Noel Canning argued that the NLRB did not have a quorum for the conduct of business on Feb. 8, 2012, because the last three members of the NLRB were invalid under the "recess appointments clause" of the Constitution, Article II, Section 2, Clause 3. The NLRB argued that despite the president's failure to comply with the "senate vacancies clause" (Article II, Section 2, Clause 2), he validly made the appointments under the recess appointments clause, which provides that "[t]he President shall have Power to fill up all Vacancies that may happen during the Recess of the Senate, by granting Commissions which shall expire at the End of their next Session." Noel Canning countered that that clause is inapplicable because the Senate was not in the recess at the time of the appointments and the vacancies did not happen during the recess of the Senate.

Agreeing with Noel Canning, Chief Judge David B. Sentelle wrote for the panel:  "In short, we hold that 'the Recess' is limited to intersession recesses. The Board conceded at oral argument that the appointments at issue were not made during the intersession recess:  the President made his three appointments to the Board on January 4, 2012, after Congress began a new session on January 3 and while that new session continued. . . . Considering the text, history, and structure of the Constitution, these appointments were invalid from their inception.

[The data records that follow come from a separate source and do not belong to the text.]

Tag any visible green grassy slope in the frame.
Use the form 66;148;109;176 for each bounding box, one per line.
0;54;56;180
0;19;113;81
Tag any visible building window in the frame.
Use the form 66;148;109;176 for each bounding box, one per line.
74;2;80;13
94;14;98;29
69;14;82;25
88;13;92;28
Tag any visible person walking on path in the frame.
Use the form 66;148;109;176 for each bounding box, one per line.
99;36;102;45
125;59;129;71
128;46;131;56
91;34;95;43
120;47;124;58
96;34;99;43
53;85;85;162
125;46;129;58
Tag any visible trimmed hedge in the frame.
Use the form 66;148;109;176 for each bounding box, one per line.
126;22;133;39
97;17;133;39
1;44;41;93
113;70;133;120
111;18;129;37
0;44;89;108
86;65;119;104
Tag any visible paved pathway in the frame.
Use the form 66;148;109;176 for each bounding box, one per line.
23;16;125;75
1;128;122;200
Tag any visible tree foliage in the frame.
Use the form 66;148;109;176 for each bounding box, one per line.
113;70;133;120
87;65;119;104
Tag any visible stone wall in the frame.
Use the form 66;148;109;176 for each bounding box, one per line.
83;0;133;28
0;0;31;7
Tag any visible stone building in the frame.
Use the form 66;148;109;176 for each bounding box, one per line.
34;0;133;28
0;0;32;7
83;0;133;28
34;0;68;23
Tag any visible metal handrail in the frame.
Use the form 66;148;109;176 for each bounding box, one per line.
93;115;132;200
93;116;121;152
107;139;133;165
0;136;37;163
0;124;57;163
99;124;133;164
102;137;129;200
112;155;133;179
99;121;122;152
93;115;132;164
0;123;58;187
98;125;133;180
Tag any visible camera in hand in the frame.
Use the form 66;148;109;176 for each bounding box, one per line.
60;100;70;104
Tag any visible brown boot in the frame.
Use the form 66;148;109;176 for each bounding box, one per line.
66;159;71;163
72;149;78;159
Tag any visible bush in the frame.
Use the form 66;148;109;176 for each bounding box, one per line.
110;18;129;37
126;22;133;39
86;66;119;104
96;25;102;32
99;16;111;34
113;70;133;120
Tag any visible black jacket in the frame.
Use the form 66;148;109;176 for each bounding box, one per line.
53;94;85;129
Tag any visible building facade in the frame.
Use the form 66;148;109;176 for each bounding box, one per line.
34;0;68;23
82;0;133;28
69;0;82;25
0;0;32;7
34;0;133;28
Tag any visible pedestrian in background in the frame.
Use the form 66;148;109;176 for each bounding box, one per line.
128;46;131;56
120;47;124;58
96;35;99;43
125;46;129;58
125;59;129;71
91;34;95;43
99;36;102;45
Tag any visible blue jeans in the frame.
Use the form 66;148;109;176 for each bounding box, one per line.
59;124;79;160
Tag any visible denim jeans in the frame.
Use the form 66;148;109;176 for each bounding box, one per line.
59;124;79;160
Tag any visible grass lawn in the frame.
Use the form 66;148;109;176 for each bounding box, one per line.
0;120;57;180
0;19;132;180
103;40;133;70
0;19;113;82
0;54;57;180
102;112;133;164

Because the Board lacked a quorum of three members when it issued its decision in this case on February 8, 2012, its decision must be vacated."

In addition, the appellate panel found that the relevant vacancies did not arise during the intersession recess of the Senate thus allowing for a recess appointment.

Judges Karen LeCraft Henderson and Thomas B. Griffith joined in the opinion.


Gary E. Lofland of Lofland & Associates in Yakima, Wash., represents Noel Canning.

Linda Dreeben, John H. Ferguson, Jill A. Griffin and Elizabeth A. Heaney of the NLRB in Washington and Beth S. Brinkmann, Sarang V. Damle, Stuart F. Delery, Scott R. McIntosh, Melissa N. Patterson and Benjamin M. Shultz of the U.S. Department of Justice in Washington represent the NLRB.